Interface IProbabilisticClassifier<T>
- Namespace
- AiDotNet.Interfaces
- Assembly
- AiDotNet.dll
Defines the interface for classifiers that can output probability estimates for each class.
public interface IProbabilisticClassifier<T> : IClassifier<T>, IFullModel<T, Matrix<T>, Vector<T>>, IModel<Matrix<T>, Vector<T>, ModelMetadata<T>>, IModelSerializer, ICheckpointableModel, IParameterizable<T, Matrix<T>, Vector<T>>, IFeatureAware, IFeatureImportance<T>, ICloneable<IFullModel<T, Matrix<T>, Vector<T>>>, IGradientComputable<T, Matrix<T>, Vector<T>>, IJitCompilable<T>
Type Parameters
TThe numeric type used for calculations (e.g., float, double).
- Inherited Members
- Extension Methods
Remarks
Probabilistic classifiers extend the basic classification interface by providing methods to obtain class probability estimates. This is useful for understanding the model's confidence in its predictions and for decision-making that considers uncertainty.

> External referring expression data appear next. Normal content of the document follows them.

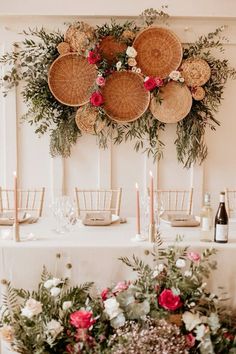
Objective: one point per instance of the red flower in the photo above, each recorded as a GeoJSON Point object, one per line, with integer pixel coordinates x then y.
{"type": "Point", "coordinates": [93, 57]}
{"type": "Point", "coordinates": [96, 99]}
{"type": "Point", "coordinates": [82, 319]}
{"type": "Point", "coordinates": [190, 340]}
{"type": "Point", "coordinates": [150, 83]}
{"type": "Point", "coordinates": [168, 300]}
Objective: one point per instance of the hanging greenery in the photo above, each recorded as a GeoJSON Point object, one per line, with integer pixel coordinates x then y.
{"type": "Point", "coordinates": [114, 49]}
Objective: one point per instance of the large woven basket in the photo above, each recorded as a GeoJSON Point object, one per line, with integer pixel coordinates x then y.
{"type": "Point", "coordinates": [159, 51]}
{"type": "Point", "coordinates": [175, 104]}
{"type": "Point", "coordinates": [125, 97]}
{"type": "Point", "coordinates": [110, 47]}
{"type": "Point", "coordinates": [71, 78]}
{"type": "Point", "coordinates": [195, 71]}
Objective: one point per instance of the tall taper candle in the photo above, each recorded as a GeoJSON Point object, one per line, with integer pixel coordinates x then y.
{"type": "Point", "coordinates": [137, 210]}
{"type": "Point", "coordinates": [151, 199]}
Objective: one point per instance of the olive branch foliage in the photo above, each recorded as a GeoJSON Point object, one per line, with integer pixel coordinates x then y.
{"type": "Point", "coordinates": [29, 63]}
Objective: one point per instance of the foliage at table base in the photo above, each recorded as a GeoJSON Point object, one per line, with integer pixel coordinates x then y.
{"type": "Point", "coordinates": [166, 309]}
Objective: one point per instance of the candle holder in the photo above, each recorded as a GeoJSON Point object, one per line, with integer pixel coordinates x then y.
{"type": "Point", "coordinates": [16, 231]}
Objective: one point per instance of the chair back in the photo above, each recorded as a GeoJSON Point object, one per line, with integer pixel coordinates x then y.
{"type": "Point", "coordinates": [98, 200]}
{"type": "Point", "coordinates": [30, 200]}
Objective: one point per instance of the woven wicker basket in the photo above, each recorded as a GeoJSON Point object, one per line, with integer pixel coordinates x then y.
{"type": "Point", "coordinates": [86, 120]}
{"type": "Point", "coordinates": [71, 78]}
{"type": "Point", "coordinates": [159, 51]}
{"type": "Point", "coordinates": [110, 48]}
{"type": "Point", "coordinates": [176, 103]}
{"type": "Point", "coordinates": [195, 71]}
{"type": "Point", "coordinates": [125, 96]}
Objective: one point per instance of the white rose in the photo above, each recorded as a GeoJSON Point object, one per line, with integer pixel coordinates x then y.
{"type": "Point", "coordinates": [53, 328]}
{"type": "Point", "coordinates": [66, 305]}
{"type": "Point", "coordinates": [180, 263]}
{"type": "Point", "coordinates": [32, 308]}
{"type": "Point", "coordinates": [174, 75]}
{"type": "Point", "coordinates": [131, 52]}
{"type": "Point", "coordinates": [55, 291]}
{"type": "Point", "coordinates": [112, 307]}
{"type": "Point", "coordinates": [118, 321]}
{"type": "Point", "coordinates": [191, 320]}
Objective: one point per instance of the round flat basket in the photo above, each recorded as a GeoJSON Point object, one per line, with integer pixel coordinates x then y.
{"type": "Point", "coordinates": [175, 105]}
{"type": "Point", "coordinates": [125, 96]}
{"type": "Point", "coordinates": [110, 47]}
{"type": "Point", "coordinates": [86, 120]}
{"type": "Point", "coordinates": [159, 51]}
{"type": "Point", "coordinates": [195, 71]}
{"type": "Point", "coordinates": [70, 79]}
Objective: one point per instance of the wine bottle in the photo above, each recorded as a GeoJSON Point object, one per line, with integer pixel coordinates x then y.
{"type": "Point", "coordinates": [221, 222]}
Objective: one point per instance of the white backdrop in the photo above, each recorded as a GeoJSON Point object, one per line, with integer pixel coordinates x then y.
{"type": "Point", "coordinates": [119, 165]}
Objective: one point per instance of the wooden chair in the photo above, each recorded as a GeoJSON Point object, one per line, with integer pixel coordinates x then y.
{"type": "Point", "coordinates": [98, 200]}
{"type": "Point", "coordinates": [230, 202]}
{"type": "Point", "coordinates": [30, 200]}
{"type": "Point", "coordinates": [175, 201]}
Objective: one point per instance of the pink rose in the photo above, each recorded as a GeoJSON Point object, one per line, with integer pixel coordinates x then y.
{"type": "Point", "coordinates": [193, 256]}
{"type": "Point", "coordinates": [96, 99]}
{"type": "Point", "coordinates": [82, 319]}
{"type": "Point", "coordinates": [93, 57]}
{"type": "Point", "coordinates": [150, 83]}
{"type": "Point", "coordinates": [159, 81]}
{"type": "Point", "coordinates": [168, 300]}
{"type": "Point", "coordinates": [100, 81]}
{"type": "Point", "coordinates": [190, 340]}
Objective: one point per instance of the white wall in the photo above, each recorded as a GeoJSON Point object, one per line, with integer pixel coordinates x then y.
{"type": "Point", "coordinates": [119, 165]}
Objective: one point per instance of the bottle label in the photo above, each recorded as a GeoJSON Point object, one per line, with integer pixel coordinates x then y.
{"type": "Point", "coordinates": [221, 232]}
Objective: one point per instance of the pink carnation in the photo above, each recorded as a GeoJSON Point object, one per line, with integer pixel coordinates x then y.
{"type": "Point", "coordinates": [96, 99]}
{"type": "Point", "coordinates": [150, 83]}
{"type": "Point", "coordinates": [193, 256]}
{"type": "Point", "coordinates": [169, 301]}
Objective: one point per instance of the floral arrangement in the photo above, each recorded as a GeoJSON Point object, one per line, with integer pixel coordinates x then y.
{"type": "Point", "coordinates": [30, 62]}
{"type": "Point", "coordinates": [166, 309]}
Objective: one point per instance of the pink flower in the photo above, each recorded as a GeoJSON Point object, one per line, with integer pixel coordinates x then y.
{"type": "Point", "coordinates": [100, 81]}
{"type": "Point", "coordinates": [82, 319]}
{"type": "Point", "coordinates": [96, 99]}
{"type": "Point", "coordinates": [193, 256]}
{"type": "Point", "coordinates": [93, 57]}
{"type": "Point", "coordinates": [120, 286]}
{"type": "Point", "coordinates": [168, 300]}
{"type": "Point", "coordinates": [159, 81]}
{"type": "Point", "coordinates": [150, 83]}
{"type": "Point", "coordinates": [190, 340]}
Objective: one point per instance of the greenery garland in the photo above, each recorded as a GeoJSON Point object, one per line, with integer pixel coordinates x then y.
{"type": "Point", "coordinates": [30, 62]}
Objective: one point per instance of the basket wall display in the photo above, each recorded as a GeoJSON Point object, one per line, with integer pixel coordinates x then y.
{"type": "Point", "coordinates": [71, 79]}
{"type": "Point", "coordinates": [159, 51]}
{"type": "Point", "coordinates": [195, 71]}
{"type": "Point", "coordinates": [86, 120]}
{"type": "Point", "coordinates": [125, 97]}
{"type": "Point", "coordinates": [176, 102]}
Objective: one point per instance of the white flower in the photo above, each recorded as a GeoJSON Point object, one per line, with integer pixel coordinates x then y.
{"type": "Point", "coordinates": [131, 52]}
{"type": "Point", "coordinates": [118, 65]}
{"type": "Point", "coordinates": [200, 332]}
{"type": "Point", "coordinates": [174, 75]}
{"type": "Point", "coordinates": [112, 307]}
{"type": "Point", "coordinates": [32, 308]}
{"type": "Point", "coordinates": [118, 321]}
{"type": "Point", "coordinates": [53, 328]}
{"type": "Point", "coordinates": [66, 305]}
{"type": "Point", "coordinates": [6, 333]}
{"type": "Point", "coordinates": [191, 320]}
{"type": "Point", "coordinates": [180, 263]}
{"type": "Point", "coordinates": [55, 291]}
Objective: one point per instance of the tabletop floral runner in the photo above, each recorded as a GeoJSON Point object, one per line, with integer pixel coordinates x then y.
{"type": "Point", "coordinates": [120, 81]}
{"type": "Point", "coordinates": [167, 309]}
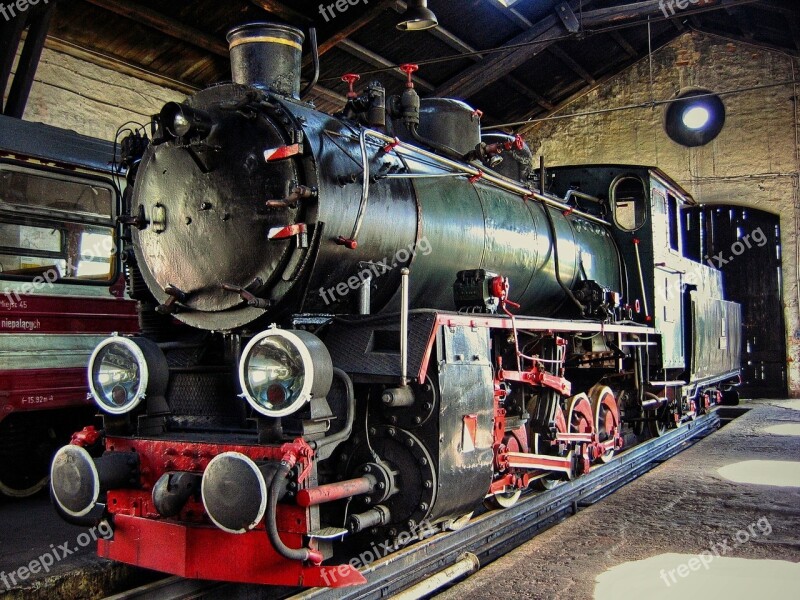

For Beginners: Some classifiers don't just say "this is category A" - they also tell you how confident they are.
For example, when classifying an email as spam:
- A basic classifier might just say: "Spam"
- A probabilistic classifier says: "90% spam, 10% not spam"
The probability information is valuable because:
- You can see when the model is uncertain (50%/50% vs 99%/1%)
- You can adjust the decision threshold (e.g., only mark as spam if >95% confident)
- You can combine predictions from multiple models more effectively
Common probabilistic classifiers include:
- Naive Bayes (naturally outputs probabilities)
- Logistic Regression (outputs probabilities via sigmoid/softmax)
- Random Forest (outputs probabilities via vote counting)
Methods
PredictLogProbabilities(Matrix<T>)
Predicts log-probabilities for each class.
Matrix<T> PredictLogProbabilities(Matrix<T> input)
Parameters
inputMatrix<T>The input features matrix where each row is a sample and each column is a feature.
Returns
- Matrix<T>
A matrix where each row corresponds to an input sample and each column corresponds to a class. The values are the natural logarithm of the class probabilities.
Remarks
Log-probabilities are useful for numerical stability when working with very small probabilities, and for certain algorithms that work in log-space.
For Beginners: Log-probabilities are just probabilities transformed with the natural logarithm function.
Why use log-probabilities?
- Very small probabilities (like 0.0000001) become manageable numbers (like -16.1)
- Multiplying probabilities becomes adding log-probabilities (simpler and more stable)
- Many algorithms internally work in log-space for numerical stability
For example:
- Probability 0.9 becomes log(0.9) = -0.105
- Probability 0.1 becomes log(0.1) = -2.303
- Probability 0.001 becomes log(0.001) = -6.908
Log-probabilities are always negative (since probabilities are between 0 and 1). Higher (less negative) values mean higher probability.
Unless you're doing advanced work, you probably want PredictProbabilities() instead.
PredictProbabilities(Matrix<T>)
Predicts class probabilities for each sample in the input.
Matrix<T> PredictProbabilities(Matrix<T> input)
Parameters
inputMatrix<T>The input features matrix where each row is a sample and each column is a feature.
Returns
- Matrix<T>
A matrix where each row corresponds to an input sample and each column corresponds to a class. The values represent the probability of the sample belonging to each class. For each row, the probabilities sum to 1.0.
Remarks
This method computes the probability of each sample belonging to each possible class. The output matrix has shape [num_samples, num_classes], and each row sums to 1.0.
For Beginners: This method tells you how likely each sample is to belong to each category.
Example output for 3 samples with 3 classes (Cat, Dog, Bird):
Sample 1: [0.85, 0.10, 0.05] // 85% Cat, 10% Dog, 5% Bird
Sample 2: [0.05, 0.90, 0.05] // 5% Cat, 90% Dog, 5% Bird
Sample 3: [0.40, 0.35, 0.25] // 40% Cat, 35% Dog, 25% Bird (uncertain!)
Notice that each row adds up to 1.0 (or 100%).
The third sample shows the model is uncertain - Cat is most likely, but it's not very confident. You might want to flag such cases for human review.